Command Line and Scripting of Administrative Tasks in Grid Engine

The qmon(1) graphical user interface can be used to perform all administrative tasks in Grid Engine, and its usage provides a powerful learning tool for all the capabilities of Grid Engine. However, Grid Engine can also be completely administered through commands issued at the shell prompt and called from within shell scripts. Experienced administrators will find this to be a more flexible, quicker, and powerful way to change Grid Engine settings.
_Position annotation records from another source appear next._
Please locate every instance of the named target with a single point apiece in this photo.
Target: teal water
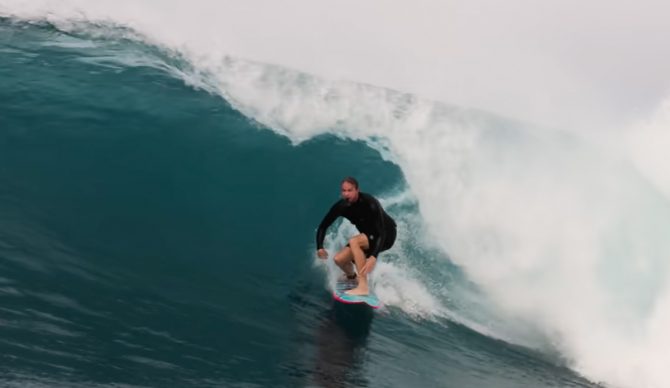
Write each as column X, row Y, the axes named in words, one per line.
column 151, row 235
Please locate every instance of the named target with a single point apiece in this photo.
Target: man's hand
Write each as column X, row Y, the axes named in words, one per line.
column 369, row 265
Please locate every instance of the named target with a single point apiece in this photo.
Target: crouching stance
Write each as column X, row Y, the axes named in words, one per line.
column 377, row 233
This HOWTO contains an overview and examples of shell-based adminstration. In addition, it contains additional techniques and constructions which can be used to enable more sophisticated tasks, such as wrapper scripts. For more basic level configuration commands, please see the HOWTO entitled "Common Administrative Tasks".

Contents

  1. Add or modify objects using files

  2. Modification of queues, hosts, and environments; qselect

  3. Modification of global configuration and scheduler


Add or modify objects using files

The qconf command can be used to add new objects or modify existing objects from the specification in a file. The syntax is

qconf -{A,M}<object> <filename>

Where -A means add, and -M means modify.

<object> can be:

c: complex
ckpt: checkpoint environment
e: execution host
p: parallel environment
q: queue
u: user set

This option can be used in combination with the "show" option of qconf (qconf -s<obj>) to take an existing object, modify it, and then update the existing object or create a new one.
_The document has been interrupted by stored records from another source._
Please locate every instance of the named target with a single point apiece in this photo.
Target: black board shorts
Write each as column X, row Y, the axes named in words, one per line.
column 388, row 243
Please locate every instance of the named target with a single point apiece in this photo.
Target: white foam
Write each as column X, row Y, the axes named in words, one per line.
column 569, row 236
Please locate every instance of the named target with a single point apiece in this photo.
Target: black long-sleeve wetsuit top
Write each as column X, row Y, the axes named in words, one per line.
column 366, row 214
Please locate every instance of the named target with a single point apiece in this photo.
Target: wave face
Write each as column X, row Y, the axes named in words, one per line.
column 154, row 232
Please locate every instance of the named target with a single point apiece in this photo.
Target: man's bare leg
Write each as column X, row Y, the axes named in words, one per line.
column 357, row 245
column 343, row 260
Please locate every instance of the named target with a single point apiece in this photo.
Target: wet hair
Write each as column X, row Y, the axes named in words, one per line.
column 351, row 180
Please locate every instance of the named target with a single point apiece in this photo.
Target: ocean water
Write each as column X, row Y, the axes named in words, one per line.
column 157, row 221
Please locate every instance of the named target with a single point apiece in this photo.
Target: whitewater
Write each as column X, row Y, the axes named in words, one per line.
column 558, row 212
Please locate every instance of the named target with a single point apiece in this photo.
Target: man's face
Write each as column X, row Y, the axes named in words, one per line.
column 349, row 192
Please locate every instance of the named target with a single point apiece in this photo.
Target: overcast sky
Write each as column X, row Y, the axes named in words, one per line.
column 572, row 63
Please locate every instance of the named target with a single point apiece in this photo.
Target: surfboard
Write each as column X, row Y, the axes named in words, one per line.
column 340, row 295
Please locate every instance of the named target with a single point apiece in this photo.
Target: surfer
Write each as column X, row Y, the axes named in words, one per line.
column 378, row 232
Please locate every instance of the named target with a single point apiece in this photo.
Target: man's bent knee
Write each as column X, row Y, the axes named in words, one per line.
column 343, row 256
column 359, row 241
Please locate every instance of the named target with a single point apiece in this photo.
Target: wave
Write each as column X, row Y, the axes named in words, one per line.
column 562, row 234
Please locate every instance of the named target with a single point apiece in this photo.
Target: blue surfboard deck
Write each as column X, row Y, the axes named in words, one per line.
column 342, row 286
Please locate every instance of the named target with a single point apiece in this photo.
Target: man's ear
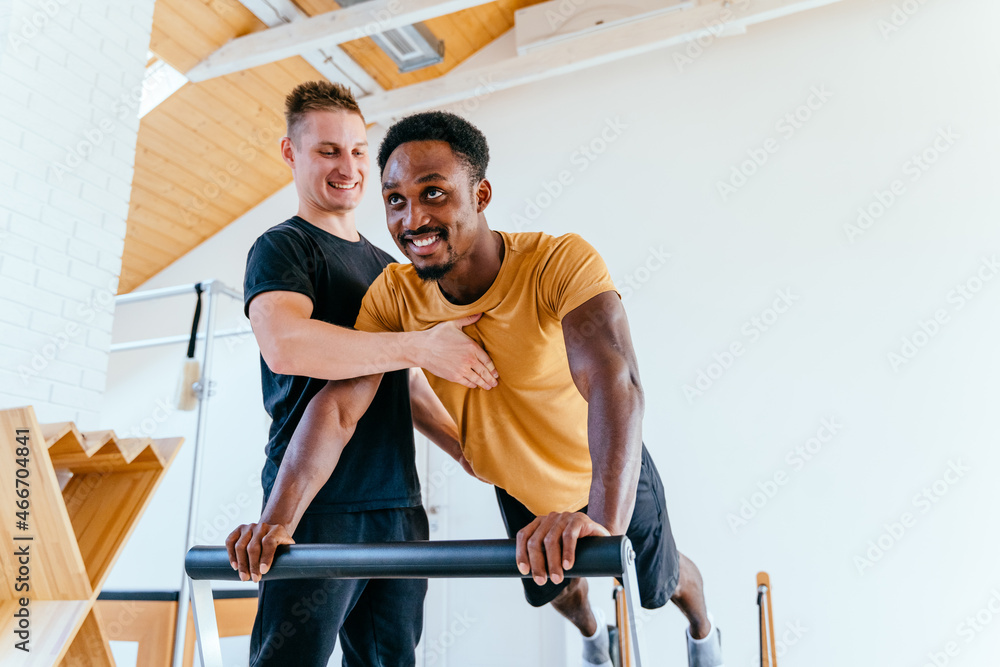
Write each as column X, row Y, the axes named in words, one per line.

Example: Write a shell script to specify queues of a checkpoint environment from a list in a file

#!/bin/sh
# ckptq.sh: specify queues of a checkpoint from a list in a file
# Usage: ckptq.sh <checkpoint-env-name> <filename>
# <filename> contains a list of queues,
#    separated by commas and/or newlines

TMPFILE=`mktemp`
CKPT=$1
QUEUELIST=$2

qconf -sckpt $CKPT | grep -v 'queue_list' > $TMPFILE
echo  queue_list `tr "\012" " " < $QUEUELIST | tr "," " "` >> $TMPFILE
qconf -Mckpt $TMPFILE
rm $TMPFILE

Modification of queues, hosts, and environments

Individual queues, hosts, and both parallel and checkpointing enviroments can be modified from the command line by using the qconf -M{q,e,p,ckpt} <filename> command as shown above, or by using the qconf -m{q,e,p,ckpt} <objname> command. This opens a temporary file in an editor, and when you save any changes you make to this file and exit the editor, the system immediately reflects those changes. However, when you want to change many objects at once, and to change object configuration non-interactively, the qconf -...attr set of commands are used.

The first type of commands makes modifications according to the specification on the command line.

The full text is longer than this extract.